Determining head orientation

A camera (Point Grey Flea3 with an 8X CompactTL telecentric lens with in-line illumination, Edmund Optics) was aligned to a platform holder using a custom-made target. This allowed us to adjust the camera and platform holder such that when the holder is centred in the camera’s view, both yaw and roll angles are zero. Next, after the fly was glued to the platform, but before the dissection, images were taken from the front to check for the yaw and roll angles of head orientation. If the deviation of the head away from a ‘straight ahead’ orientation was more than 2°, then that fly was discarded. Finally, to measure pitch angle, the holder was rotated ±90°, and images of the fly’s eye were taken on both sides. Head orientation was then measured as previously described⁷⁶. We found that flies were consistently positioned with very similar orientations, such that we could combine the data across flies to produce the summary local PD plots for H2 recordings (Fig. 1f and Extended Data Fig. 1d).

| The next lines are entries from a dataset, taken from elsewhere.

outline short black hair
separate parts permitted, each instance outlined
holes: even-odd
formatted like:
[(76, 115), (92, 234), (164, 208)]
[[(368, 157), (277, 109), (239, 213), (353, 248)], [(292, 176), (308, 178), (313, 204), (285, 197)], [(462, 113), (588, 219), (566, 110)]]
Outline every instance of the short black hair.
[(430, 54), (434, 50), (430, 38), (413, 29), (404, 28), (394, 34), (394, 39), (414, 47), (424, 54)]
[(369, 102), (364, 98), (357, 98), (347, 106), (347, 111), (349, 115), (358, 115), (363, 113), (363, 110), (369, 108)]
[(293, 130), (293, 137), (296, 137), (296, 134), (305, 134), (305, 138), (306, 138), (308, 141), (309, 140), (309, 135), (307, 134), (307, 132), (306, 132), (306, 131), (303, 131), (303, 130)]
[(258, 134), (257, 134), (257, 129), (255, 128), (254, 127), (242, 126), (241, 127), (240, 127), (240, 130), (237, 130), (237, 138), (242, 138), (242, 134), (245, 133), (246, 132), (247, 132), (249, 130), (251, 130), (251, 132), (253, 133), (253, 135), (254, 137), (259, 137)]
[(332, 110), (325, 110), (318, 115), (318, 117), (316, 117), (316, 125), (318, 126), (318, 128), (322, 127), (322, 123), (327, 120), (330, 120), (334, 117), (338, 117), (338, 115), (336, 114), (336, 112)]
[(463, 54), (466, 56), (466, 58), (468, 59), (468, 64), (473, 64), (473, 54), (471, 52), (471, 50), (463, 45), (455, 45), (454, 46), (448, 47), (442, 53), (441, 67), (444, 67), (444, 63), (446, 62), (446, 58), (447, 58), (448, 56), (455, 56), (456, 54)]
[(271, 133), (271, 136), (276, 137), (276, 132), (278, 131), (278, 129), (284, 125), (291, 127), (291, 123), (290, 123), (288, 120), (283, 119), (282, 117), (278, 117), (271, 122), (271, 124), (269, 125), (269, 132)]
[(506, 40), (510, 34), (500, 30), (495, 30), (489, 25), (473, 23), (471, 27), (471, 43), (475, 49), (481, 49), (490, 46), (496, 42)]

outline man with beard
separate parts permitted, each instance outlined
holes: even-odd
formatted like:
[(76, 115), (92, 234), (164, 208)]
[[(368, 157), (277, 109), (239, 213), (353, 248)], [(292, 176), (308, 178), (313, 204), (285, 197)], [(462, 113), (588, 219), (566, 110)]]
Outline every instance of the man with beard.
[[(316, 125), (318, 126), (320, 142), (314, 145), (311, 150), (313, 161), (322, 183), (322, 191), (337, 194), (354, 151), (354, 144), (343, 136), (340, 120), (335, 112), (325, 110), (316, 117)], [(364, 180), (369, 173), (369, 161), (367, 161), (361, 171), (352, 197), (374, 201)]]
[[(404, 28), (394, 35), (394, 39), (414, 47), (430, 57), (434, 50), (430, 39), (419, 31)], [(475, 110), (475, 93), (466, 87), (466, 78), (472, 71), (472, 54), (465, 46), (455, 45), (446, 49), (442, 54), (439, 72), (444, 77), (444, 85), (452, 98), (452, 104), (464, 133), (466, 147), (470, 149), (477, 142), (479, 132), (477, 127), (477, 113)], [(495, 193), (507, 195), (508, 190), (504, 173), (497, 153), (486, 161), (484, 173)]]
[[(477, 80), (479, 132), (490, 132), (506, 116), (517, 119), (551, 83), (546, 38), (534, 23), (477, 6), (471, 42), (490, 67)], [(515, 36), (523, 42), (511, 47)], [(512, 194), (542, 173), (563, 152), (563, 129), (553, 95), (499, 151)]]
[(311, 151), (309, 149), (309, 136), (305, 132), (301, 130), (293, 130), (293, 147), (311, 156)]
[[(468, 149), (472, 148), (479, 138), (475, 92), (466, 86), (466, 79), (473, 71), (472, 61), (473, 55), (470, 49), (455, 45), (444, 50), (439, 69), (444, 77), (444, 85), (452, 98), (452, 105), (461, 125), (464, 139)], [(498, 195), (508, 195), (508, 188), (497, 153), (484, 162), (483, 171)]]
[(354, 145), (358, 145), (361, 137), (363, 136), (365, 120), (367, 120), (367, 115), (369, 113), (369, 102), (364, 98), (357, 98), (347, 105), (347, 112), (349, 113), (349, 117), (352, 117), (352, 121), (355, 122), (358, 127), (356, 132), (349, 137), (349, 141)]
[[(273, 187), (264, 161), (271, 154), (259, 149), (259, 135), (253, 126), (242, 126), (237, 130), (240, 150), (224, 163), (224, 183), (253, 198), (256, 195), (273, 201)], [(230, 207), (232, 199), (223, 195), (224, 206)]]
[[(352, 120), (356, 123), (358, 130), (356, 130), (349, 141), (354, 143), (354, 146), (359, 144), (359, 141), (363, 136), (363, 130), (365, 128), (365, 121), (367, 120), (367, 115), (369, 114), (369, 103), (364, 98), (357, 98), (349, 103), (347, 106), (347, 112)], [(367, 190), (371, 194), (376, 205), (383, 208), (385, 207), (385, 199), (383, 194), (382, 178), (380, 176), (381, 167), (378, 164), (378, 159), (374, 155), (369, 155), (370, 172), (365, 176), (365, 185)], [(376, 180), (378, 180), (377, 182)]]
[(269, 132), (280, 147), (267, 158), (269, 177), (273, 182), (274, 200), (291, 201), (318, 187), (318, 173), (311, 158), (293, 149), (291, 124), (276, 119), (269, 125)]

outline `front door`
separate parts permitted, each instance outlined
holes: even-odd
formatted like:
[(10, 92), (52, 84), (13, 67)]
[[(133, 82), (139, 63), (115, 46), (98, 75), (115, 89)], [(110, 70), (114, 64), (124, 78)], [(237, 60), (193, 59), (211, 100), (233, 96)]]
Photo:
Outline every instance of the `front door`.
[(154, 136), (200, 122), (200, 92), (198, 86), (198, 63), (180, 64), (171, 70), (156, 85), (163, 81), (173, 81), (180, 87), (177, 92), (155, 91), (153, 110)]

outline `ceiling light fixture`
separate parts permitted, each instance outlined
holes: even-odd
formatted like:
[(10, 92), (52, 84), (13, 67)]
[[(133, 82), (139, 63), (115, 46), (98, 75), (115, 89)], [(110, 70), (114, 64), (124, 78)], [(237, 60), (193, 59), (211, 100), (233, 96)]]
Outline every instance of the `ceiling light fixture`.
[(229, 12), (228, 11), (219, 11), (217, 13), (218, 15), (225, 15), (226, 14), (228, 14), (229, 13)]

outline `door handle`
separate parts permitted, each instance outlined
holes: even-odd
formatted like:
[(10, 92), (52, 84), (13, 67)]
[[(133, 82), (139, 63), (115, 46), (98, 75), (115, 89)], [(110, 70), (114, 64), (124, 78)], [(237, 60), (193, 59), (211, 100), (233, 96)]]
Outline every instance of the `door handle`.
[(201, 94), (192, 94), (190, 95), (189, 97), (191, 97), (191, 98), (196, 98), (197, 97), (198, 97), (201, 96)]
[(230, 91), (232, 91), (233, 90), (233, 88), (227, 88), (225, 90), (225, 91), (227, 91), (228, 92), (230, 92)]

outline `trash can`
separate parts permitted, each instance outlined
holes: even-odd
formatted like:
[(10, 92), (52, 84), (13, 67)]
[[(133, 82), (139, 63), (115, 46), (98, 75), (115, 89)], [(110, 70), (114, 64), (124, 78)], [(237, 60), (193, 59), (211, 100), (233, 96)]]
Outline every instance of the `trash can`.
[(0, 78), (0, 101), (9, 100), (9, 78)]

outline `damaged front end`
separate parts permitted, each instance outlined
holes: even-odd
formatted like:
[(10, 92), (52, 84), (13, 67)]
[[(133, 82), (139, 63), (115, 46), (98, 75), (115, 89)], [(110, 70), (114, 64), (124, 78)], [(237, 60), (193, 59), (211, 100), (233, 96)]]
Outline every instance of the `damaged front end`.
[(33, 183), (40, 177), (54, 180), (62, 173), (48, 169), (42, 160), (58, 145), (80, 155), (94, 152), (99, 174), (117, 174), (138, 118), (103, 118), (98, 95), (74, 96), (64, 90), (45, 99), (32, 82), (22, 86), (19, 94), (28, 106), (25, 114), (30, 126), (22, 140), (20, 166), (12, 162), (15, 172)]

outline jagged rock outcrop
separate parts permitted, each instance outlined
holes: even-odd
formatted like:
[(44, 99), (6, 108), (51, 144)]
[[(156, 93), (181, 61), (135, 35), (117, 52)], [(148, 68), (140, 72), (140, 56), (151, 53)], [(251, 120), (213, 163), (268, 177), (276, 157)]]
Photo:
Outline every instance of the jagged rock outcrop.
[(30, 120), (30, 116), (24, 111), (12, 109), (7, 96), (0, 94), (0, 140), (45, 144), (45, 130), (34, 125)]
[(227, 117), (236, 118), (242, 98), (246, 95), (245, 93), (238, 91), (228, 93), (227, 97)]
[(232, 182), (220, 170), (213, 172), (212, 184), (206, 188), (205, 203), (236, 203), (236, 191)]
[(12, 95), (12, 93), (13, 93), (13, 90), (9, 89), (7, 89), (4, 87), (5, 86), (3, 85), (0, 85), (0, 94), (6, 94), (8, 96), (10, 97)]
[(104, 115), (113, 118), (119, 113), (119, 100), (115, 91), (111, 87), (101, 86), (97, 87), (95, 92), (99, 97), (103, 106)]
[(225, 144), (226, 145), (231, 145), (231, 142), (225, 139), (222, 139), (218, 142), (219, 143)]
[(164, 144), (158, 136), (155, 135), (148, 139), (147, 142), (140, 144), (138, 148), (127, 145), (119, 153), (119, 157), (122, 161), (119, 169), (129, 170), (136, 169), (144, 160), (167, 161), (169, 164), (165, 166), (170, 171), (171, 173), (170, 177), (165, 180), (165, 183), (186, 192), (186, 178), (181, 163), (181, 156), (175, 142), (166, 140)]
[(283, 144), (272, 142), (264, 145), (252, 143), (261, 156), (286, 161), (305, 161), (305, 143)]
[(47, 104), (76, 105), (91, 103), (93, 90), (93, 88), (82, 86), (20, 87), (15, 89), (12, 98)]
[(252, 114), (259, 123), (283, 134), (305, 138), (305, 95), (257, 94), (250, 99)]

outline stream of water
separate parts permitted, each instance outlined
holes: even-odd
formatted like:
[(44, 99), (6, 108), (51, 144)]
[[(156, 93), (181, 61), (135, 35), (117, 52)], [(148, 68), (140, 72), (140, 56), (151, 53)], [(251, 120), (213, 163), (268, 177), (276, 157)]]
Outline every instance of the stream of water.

Determining the stimuli in the compound eye reference frame

The positions and directions of the visual stimuli are programmed in the LED coordinates of the G4 display. We first transformed the LED coordinates to the lab coordinates using the dimension and rotation angle of the arena. The arena was set at two different rotation angles to maximize the coverage of the fly’s visual field. Then, using the head orientation measurement, we performed another transformation to the compound eye reference frame (Fig. 1f). These transformations map each stimulus into spherical coordinates in the fly eye reference frame, where the subsequent vector operations to determine the local PDs are performed.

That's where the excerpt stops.